As you can see from the class declaration, we use the implements keyword to implement our interface. The write() method contains functionality specific to formatting XML.

Now here's our JSONWriter class:

class poly_writer_JSONWriter implements poly_writer_Writer {
    public function write(poly_base_Article $obj) {
        $array = array('article' => $obj);
        return json_encode($array);
    }
}

All of our code specific to each format is now contained within individual classes. These classes each have the sole responsibility of handling a specific format, and nothing else. No other part of your application needs to care about how these work in order to use it, thanks to our interface.


Step 4: Use Your Implementation

With our new classes defined, it's time to revisit our Article class. All the code that lived in the original write() method has been factored out into our new set of classes. All our method has to do now is to use the new classes, like this:

class poly_base_Article {
    //...
    public function write(poly_writer_Writer $writer) {
        return $writer->write($this);
    }
}

All this method does now is accept an object of the Writer class (that is any class implementing the Writer interface), call its write() method, passing itself ($this) as the argument, then forward its return value straight to the client code. It no longer needs to worry about the details of formatting data, and it can focus on its main task.

Obtaining A Writer

You may be wondering where you get a Writer object to begin with, since you need to pass one to this method. That's up to you, and there are many strategies. For example, you might use a factory class to grab request data and create an object:

class poly_base_Factory {
    public static function getWriter() {
        // grab request variable
        $format = $_REQUEST['format'];
        // construct our class name and check its existence
        $class = 'poly_writer_' . $format . 'Writer';
        if(class_exists($class)) {
            // return a new Writer object
            return new $class();
        }
        // otherwise we fail
        throw new Exception('Unsupported format');
    }
}

Like I said, there are many other strategies to use depending on your requirements. In this example, a request variable chooses which format to use. It constructs a class name from the request variable, checks if it exists, then returns a new Writer object. If none exists under that name, an exception is thrown to let client code figure out what to do.


Step 5: Put It All Together

With everything in place, here is how our client code would put it all together:

$article = new poly_base_Article('Polymorphism', 'Steve', time(), 0);

try {
    $writer = poly_base_Factory::getWriter();
}
catch (Exception $e) {
    $writer = new poly_writer_XMLWriter();
}

echo $article->write($writer);

First we created an example Article object to work with. Then we try to get a Writer object from the Factory, falling back to a default (XMLWriter) if an exception is thrown.

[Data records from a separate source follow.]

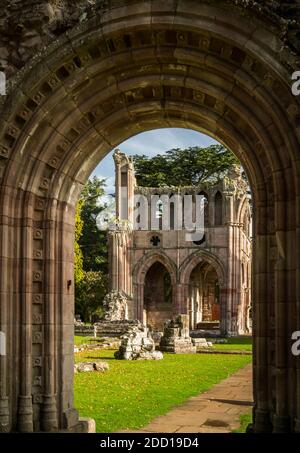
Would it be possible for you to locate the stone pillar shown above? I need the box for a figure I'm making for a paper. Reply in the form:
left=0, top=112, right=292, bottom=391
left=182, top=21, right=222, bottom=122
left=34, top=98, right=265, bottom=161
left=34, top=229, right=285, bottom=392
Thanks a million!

Finally, we pass the Writer object to our Article's write() method, printing the result.


Conclusion

In this tutorial, I've provided you with an introduction to polymorphism and an explanation of interfaces in PHP. I hope you realize that I've only shown you one potential use case for polymorphism. There are many, many more applications. Polymorphism is an elegant way to escape from ugly conditional statements in your OOP code. It follows the principle of keeping your components separate, and is an integral part of many design patterns. If you have any questions, don't hesitate to ask in the comments!